Well Planned Waiting Rooms Are Crucial to Quality Healthcare Design

When designing healthcare spaces, such as hospitals and medical offices, most of the design effort is focused on the actual practice areas and exam rooms. While those areas are important, a patient or visitor’s first impression comes from the reception and waiting area. Money.com reports that each time a patient visits a physician, they spend an average of 87 minutes at the office, but only 20 minutes actually with the doctor. When it comes to wait time in hospital emergency facilities, the average time from arrival to discharge or admission is two hours and fifteen minutes, according to the American College of Emergency Physicians,

Quality Healthcare Design
(Photo Credit: DIRTT)

With patients and visitors spending a large portion of their visit in reception areas, it’s important they have a comfortable and welcoming space for them to wait. An article published in the Journal of Ambulatory Care Management found there was a direct correlation between waiting room experiences and perceived overall quality of healthcare. Visitors who were welcomed to vibrant, open areas were more likely to feel they had a higher quality of care than those with darker, closed rooms.

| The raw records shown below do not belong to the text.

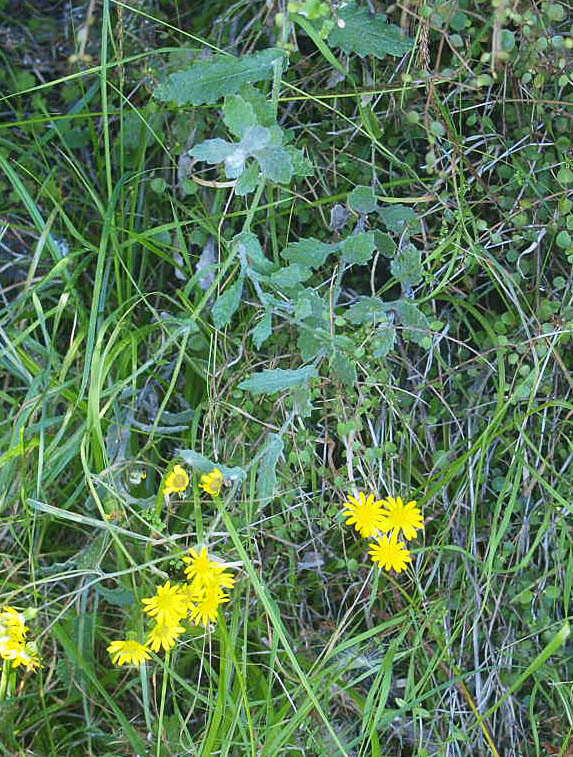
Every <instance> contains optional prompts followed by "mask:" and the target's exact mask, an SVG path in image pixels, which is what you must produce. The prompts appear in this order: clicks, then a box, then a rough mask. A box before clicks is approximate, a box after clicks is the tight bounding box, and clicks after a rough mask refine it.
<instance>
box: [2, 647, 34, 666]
mask: <svg viewBox="0 0 573 757" xmlns="http://www.w3.org/2000/svg"><path fill="white" fill-rule="evenodd" d="M6 659H8V660H10V661H11V662H12V667H14V668H17V667H18V666H19V665H23V666H24V667H25V668H26V670H36V668H39V667H41V663H40V658H39V657H38V652H37V650H36V649H35V647H34V646H33V645H32V644H30V643H28V644H18V645H15V646H14V648H13V649H12V651H11V652H10V653H9V654H8V655H7V657H6Z"/></svg>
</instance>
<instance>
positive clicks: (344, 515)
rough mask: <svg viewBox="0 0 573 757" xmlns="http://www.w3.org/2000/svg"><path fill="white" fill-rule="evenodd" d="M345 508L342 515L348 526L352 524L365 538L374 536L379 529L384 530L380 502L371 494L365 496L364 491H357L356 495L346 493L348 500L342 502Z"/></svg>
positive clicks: (376, 532)
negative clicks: (357, 495)
mask: <svg viewBox="0 0 573 757" xmlns="http://www.w3.org/2000/svg"><path fill="white" fill-rule="evenodd" d="M344 507H345V508H346V509H345V510H344V512H343V516H344V517H345V518H346V523H347V525H349V526H352V525H354V528H355V529H356V530H357V531H358V533H359V534H360V536H362V537H364V538H365V539H368V538H370V537H371V536H376V534H377V533H378V532H379V531H385V530H386V529H385V528H384V519H383V514H382V503H381V502H380V501H379V500H377V499H375V498H374V495H373V494H369V495H368V496H366V495H365V494H364V492H358V496H357V497H353V496H352V494H349V495H348V502H344Z"/></svg>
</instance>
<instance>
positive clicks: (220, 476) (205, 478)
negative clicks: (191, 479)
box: [199, 468, 225, 497]
mask: <svg viewBox="0 0 573 757" xmlns="http://www.w3.org/2000/svg"><path fill="white" fill-rule="evenodd" d="M224 480H225V477H224V476H223V474H222V473H221V471H220V470H219V468H213V470H212V471H211V472H210V473H204V474H203V475H202V476H201V478H200V479H199V486H200V487H201V489H203V491H205V492H207V494H211V496H213V497H216V496H217V495H218V494H219V492H220V491H221V487H222V486H223V481H224Z"/></svg>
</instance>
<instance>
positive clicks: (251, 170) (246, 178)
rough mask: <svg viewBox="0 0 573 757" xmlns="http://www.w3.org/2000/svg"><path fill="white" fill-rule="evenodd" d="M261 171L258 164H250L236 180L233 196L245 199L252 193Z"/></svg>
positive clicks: (254, 162)
mask: <svg viewBox="0 0 573 757" xmlns="http://www.w3.org/2000/svg"><path fill="white" fill-rule="evenodd" d="M260 172H261V170H260V168H259V165H258V163H255V162H254V161H253V162H251V163H250V164H249V165H248V166H247V167H246V168H245V170H244V171H243V173H242V174H241V175H240V176H239V178H238V179H237V183H236V184H235V194H236V195H238V196H239V197H245V196H246V195H248V194H251V192H254V191H255V189H256V188H257V184H258V183H259V174H260Z"/></svg>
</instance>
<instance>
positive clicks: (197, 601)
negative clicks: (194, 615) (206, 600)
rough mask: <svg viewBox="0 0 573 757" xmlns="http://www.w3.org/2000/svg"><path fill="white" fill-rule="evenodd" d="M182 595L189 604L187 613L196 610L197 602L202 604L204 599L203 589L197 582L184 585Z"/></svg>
mask: <svg viewBox="0 0 573 757" xmlns="http://www.w3.org/2000/svg"><path fill="white" fill-rule="evenodd" d="M181 593H182V594H183V596H184V597H185V601H186V602H187V612H189V613H190V612H191V611H192V610H194V609H195V605H196V604H197V602H200V601H201V599H202V597H203V593H204V591H203V589H202V588H201V587H200V586H199V585H198V584H197V583H195V582H193V583H189V584H182V586H181Z"/></svg>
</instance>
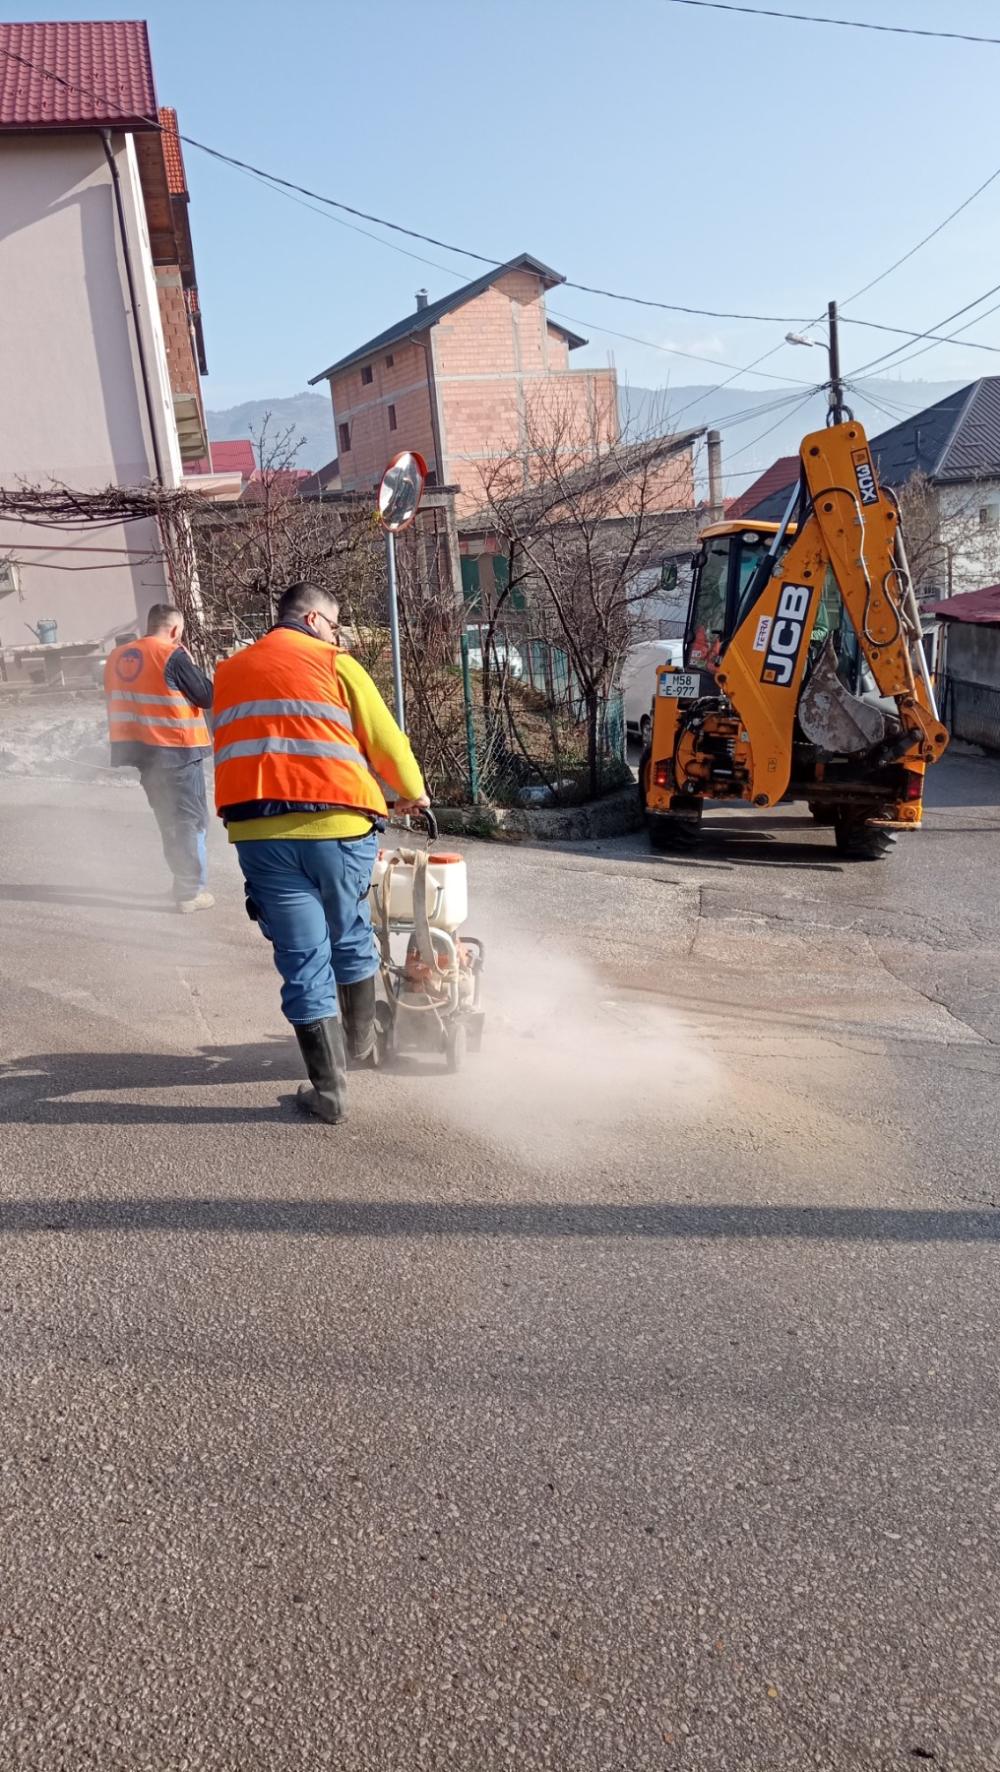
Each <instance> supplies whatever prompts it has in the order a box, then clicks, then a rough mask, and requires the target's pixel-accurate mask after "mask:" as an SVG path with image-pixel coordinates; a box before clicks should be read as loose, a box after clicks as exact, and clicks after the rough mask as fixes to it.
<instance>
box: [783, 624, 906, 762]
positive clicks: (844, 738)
mask: <svg viewBox="0 0 1000 1772" xmlns="http://www.w3.org/2000/svg"><path fill="white" fill-rule="evenodd" d="M798 723H800V727H801V730H803V732H805V737H807V739H809V742H810V744H816V746H819V750H821V751H833V753H837V755H844V757H855V755H856V753H858V751H871V750H874V746H876V744H881V742H883V741H885V737H887V734H888V719H887V716H885V714H883V711H881V707H872V703H871V702H862V700H860V698H858V696H856V695H851V691H849V689H846V688H844V684H842V682H840V679H839V675H837V654H835V650H833V634H830V638H828V640H826V641H824V645H823V650H821V654H819V657H817V659H816V664H814V666H812V670H810V673H809V682H807V684H805V689H803V691H801V696H800V702H798Z"/></svg>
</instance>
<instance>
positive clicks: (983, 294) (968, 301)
mask: <svg viewBox="0 0 1000 1772" xmlns="http://www.w3.org/2000/svg"><path fill="white" fill-rule="evenodd" d="M998 291H1000V284H995V285H993V289H986V291H984V294H982V296H975V299H973V301H966V303H965V307H961V308H956V312H954V314H947V315H945V319H943V321H934V326H933V328H929V330H927V331H924V333H917V335H915V337H913V338H911V340H910V342H911V344H918V342H920V340H922V338H933V340H934V344H952V340H954V338H956V337H957V333H950V335H949V333H940V331H938V328H940V326H950V323H952V321H957V319H961V315H963V314H968V310H970V308H977V307H979V305H980V303H982V301H989V296H995V294H996V292H998ZM989 312H993V308H991V310H989ZM977 319H986V315H984V314H979V315H977ZM968 324H970V326H975V321H970V323H968ZM959 331H966V328H963V326H959ZM968 342H970V344H975V340H968ZM902 349H906V347H904V346H901V344H897V346H895V349H894V351H883V353H881V356H872V358H871V361H867V363H860V365H858V367H856V369H851V370H848V376H849V377H853V379H856V377H858V376H863V374H865V372H867V370H869V369H874V367H876V365H878V363H885V361H888V358H892V356H899V353H901V351H902ZM988 349H996V346H988ZM917 356H922V353H920V351H918V353H917Z"/></svg>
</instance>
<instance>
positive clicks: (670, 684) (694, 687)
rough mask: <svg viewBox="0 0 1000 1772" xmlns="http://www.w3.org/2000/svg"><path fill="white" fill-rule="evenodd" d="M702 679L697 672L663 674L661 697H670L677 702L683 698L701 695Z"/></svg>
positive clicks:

When designing a reception area, what elements are most important to incorporate?  A space that elicits a calm and soothing energy helps reduce patient and visitor anxiety. Positive distractions, especially colors and images of nature, tend to help enhance the experience. Healthcare Design Magazine found that television is a common source of entertainment for many patients and visitors, but others enjoy a quieter waiting area. A design that incorporates both a space with TVs and an additional quiet area with reading material is the best way to accommodate all types of desired waiting room experiences.

Quality Healthcare Design
(Photo Credit: DIRTT)

Elements of seating and spacing are also fundamental characteristics of a quality waiting room. It’s important to provide areas where families can sit together and talk, but also have chairs and couches for people who prefer a more private setting. Chairs should include arms and vary in height. The arms make it easier for visitors to get in and out of the chair and the variance in height make the space more comfortable for people of all sizes.

By focusing energy and attention on a practice’s reception area and waiting room, designers can create a more positive customer experience and raise the energy level of employees. A positive interaction and experience while waiting goes a long way in regards to a satisfactory overall experience.